Layering: Ein praktischer Modetrend

Layering, der Modetrend, den man hierzulande auch als Zwiebel-Look kennt, ist nicht nur praktisch sondern nach wie vor extrem angesagt und besonders vielseitig tragbar.

Layering bedeutet im Grunde lediglich, dass man mehrere Lagen, also verschiedene Kleidungsstücke übereinander trägt. Der Schicht-Look ermöglicht es, unterschiedliche Materialien und Stile zu mixen und findet immer wieder, vorzugsweise in der kalten Jahreszeit, Einzug in die bunte Fashion-Welt, denn auf diese Weise kann man einerseits den eisigen Temperaturen trotzen, andererseits aber auch das geliebte Sommerkleid wintertauglich machen und muss nicht auf zarte Stoffe und fließende Materialien verzichten.

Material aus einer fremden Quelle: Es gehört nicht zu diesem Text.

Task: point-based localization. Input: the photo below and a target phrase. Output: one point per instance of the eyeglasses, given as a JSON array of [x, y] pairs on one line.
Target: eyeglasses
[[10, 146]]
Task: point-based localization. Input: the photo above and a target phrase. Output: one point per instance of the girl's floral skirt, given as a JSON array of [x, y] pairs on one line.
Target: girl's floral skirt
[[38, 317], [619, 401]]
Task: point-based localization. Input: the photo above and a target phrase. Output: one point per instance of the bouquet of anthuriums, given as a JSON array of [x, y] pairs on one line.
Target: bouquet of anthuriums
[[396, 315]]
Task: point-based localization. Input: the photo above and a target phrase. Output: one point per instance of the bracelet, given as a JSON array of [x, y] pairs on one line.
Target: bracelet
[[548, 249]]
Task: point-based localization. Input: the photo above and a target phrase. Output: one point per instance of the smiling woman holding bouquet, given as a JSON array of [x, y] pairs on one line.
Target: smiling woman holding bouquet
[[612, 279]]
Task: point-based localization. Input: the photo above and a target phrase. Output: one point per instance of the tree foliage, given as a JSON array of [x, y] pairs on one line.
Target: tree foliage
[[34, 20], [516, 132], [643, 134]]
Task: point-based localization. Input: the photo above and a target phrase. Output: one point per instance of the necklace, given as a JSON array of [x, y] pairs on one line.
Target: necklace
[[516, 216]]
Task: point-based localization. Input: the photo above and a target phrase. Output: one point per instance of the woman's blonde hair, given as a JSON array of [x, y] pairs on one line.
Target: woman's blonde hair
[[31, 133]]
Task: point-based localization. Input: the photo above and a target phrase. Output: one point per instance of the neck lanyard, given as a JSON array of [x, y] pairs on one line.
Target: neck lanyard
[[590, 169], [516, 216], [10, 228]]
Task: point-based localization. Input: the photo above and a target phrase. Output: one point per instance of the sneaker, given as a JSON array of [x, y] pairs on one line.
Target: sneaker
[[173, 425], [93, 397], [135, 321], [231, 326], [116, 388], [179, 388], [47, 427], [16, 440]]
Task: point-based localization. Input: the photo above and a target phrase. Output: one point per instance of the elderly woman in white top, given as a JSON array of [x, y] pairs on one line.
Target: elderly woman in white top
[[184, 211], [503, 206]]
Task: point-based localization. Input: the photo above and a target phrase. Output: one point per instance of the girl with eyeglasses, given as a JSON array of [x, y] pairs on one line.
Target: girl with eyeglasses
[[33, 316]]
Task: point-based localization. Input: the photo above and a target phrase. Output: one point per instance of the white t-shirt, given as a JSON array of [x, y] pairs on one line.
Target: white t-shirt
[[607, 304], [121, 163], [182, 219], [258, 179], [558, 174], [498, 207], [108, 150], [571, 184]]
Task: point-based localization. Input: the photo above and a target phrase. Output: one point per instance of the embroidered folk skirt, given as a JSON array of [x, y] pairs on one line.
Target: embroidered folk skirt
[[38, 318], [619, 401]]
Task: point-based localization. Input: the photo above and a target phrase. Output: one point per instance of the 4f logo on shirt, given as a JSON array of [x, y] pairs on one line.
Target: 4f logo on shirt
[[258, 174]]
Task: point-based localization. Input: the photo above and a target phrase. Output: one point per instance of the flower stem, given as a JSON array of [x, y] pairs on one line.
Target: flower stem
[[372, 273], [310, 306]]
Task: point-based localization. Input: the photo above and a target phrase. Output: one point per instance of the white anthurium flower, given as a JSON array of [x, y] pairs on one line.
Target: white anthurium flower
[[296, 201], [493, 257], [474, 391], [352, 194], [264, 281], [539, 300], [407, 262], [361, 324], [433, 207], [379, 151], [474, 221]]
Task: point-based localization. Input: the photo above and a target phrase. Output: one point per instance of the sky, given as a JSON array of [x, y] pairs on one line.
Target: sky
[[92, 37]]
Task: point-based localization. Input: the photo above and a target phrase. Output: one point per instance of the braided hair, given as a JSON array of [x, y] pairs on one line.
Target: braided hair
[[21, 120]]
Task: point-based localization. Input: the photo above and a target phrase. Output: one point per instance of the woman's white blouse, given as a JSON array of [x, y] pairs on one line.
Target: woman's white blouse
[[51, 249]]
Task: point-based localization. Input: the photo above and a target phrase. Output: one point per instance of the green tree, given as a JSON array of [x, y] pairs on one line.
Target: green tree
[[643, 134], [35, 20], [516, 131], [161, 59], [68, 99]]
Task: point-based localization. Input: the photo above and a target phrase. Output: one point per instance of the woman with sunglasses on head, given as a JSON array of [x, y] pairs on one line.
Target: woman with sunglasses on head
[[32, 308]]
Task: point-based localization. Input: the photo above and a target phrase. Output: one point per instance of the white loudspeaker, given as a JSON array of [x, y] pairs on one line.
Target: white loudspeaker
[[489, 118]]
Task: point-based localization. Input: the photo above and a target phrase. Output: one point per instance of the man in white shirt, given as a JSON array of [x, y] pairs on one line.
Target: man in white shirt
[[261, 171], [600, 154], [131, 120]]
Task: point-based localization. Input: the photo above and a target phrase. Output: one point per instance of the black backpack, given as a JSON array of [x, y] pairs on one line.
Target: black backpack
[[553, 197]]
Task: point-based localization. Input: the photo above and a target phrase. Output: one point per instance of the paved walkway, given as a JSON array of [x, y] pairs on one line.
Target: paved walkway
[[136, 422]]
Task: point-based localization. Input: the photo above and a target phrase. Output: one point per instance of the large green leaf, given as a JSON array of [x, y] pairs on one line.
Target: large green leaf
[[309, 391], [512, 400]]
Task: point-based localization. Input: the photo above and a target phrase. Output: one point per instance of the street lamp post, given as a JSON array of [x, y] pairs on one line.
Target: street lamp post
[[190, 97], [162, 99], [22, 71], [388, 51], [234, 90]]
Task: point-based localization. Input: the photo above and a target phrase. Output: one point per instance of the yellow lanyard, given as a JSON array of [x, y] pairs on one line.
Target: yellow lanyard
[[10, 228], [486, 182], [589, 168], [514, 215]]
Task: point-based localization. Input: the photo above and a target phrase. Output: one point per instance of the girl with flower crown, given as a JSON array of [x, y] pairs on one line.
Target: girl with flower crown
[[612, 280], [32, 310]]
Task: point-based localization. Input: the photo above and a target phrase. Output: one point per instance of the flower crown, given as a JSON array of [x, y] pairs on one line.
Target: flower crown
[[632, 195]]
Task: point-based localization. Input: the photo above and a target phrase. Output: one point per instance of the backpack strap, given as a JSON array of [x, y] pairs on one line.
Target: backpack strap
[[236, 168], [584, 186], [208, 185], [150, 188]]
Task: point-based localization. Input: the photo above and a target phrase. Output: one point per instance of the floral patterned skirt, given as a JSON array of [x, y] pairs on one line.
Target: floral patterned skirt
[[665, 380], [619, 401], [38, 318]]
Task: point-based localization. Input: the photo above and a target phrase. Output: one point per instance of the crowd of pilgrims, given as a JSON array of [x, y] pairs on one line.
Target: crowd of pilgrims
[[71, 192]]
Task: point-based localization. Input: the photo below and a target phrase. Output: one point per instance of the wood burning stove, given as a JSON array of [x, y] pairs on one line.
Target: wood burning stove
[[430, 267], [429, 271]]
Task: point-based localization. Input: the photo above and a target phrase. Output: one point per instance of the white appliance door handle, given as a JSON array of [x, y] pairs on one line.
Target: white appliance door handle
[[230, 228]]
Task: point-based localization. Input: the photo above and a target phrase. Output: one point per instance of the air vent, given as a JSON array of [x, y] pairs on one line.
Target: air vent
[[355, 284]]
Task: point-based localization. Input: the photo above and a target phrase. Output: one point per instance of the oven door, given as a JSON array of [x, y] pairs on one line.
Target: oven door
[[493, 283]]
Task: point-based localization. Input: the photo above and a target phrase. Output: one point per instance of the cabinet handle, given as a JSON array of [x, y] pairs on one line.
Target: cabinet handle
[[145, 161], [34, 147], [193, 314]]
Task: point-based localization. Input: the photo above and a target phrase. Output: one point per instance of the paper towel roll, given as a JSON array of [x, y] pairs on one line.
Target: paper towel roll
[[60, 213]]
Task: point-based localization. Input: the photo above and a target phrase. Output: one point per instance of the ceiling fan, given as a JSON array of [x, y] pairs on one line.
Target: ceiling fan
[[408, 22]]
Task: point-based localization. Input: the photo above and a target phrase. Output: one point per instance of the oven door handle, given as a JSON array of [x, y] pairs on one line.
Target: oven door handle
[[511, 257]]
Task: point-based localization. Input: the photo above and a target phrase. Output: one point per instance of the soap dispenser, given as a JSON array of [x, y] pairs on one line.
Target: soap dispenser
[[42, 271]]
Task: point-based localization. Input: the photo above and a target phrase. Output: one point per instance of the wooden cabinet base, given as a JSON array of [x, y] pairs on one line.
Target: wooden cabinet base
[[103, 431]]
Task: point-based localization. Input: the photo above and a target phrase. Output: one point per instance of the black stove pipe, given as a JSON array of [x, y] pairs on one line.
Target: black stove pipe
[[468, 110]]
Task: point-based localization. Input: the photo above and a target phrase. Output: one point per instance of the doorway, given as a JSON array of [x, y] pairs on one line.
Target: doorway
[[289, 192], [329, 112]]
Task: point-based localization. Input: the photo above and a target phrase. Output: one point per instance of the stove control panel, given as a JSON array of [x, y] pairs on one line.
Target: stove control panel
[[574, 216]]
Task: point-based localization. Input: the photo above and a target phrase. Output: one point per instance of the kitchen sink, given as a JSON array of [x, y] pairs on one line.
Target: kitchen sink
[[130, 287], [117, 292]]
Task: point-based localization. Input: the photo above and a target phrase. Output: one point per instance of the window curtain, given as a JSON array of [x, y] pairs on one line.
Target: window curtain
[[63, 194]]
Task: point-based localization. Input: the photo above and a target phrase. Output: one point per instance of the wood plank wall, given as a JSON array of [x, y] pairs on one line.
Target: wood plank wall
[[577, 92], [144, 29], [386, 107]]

Layering: Chic und praktisch

Der Layering-Look begleitet die Mode-Welt nun schon seit einigen Jahren und beschreibt weniger einen Trend, sondern vielmehr eine Art, die aktuelle Kleidung zu tragen und zu kombinieren, sodass er sich jede Saison neu interpretieren lässt. Der momentan angesagte Muster– und Materialmix lässt sich hervorragend mit dem Layering umsetzen, wobei er am besten wirkt, je kontrastreicher das Styling ausfällt. Grobe Maschen, in Form einer dicken Strickjacke beispielsweise, lassen sich toll zu einem leichten Chiffon-Kleid oder einem Satin-Top kombinieren. Dazu dicke Strumpfhosen oder Leggings, ein warmer Schal und schon ist das Outfit wetterfest und dennoch chic. Auch an Leder ist in der momentanen Wintermode kein Vorbeikommen, wobei dieses seine derbe Wirkung am besten entfaltet, wenn es auf zarte Seide oder fließende Viscose trifft, was einen spannungsvollen und subtilen Look erzeugt, der Stärke und Weiblichkeit gleichermaßen vertritt. Neben der praktischen Anpassungsfähigkeit an sämtliche Temperaturen und Wetterlagen, eignet sich das Layering auch besonders gut, um kleine Problemzonen zu kaschieren, indem man zum Beispiel eine Weste oder einen Blazer im Boyfriend-Style über einem schmal geschnittenen Kleid trägt und mit Accessoires wie Kette, Tuch oder Mütze das Outfit komplettiert.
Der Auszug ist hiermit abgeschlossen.